Motivation: The alignment of sequencing reads to a transcriptome is a common and important step in many RNA-seq analysis tasks. When aligning RNA-seq reads directly to a transcriptome (as is common in the de novo setting or when a trusted reference annotation is available), care must be taken to report the potentially large number of multi-mapping locations per read. This can pose a substantial computational burden for existing aligners, and can considerably slow downstream analysis.

Results: We introduce a novel concept, quasi-mapping, and an efficient algorithm implementing this approach for mapping sequencing reads to a transcriptome. By attempting only to report the potential loci of origin of a sequencing read, and not the base-to-base alignment by which it derives from the reference, RapMap— our tool implementing quasi-mapping— is capable of mapping sequencing reads to a target transcriptome substantially faster than existing alignment tools. The algorithm we employ to implement quasi-mapping uses several efficient data structures and takes advantage of the special structure of shared sequence prevalent in transcriptomes to rapidly provide highly-accurate mapping information.

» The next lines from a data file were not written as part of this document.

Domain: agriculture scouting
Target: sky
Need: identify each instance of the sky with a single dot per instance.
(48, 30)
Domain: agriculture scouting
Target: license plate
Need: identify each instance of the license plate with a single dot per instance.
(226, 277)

We demonstrate how quasi-mapping can be successfully applied to the problems of transcript-level quantification from RNA-seq reads and the clustering of contigs from de novo assembled transcriptomes into biologically-meaningful groups.

Availability: RapMap is implemented in C++11 and is available as open-source software, under GPL v3, at https://github.com/COMBINE-lab/RapMap.

Contact: rob.patro{at}cs.stonybrook.edu

Copyright 
The copyright holder for this preprint is the author/funder, who has granted bioRxiv a license to display the preprint in perpetuity. It is made available under a CC-BY-NC 4.0 International license.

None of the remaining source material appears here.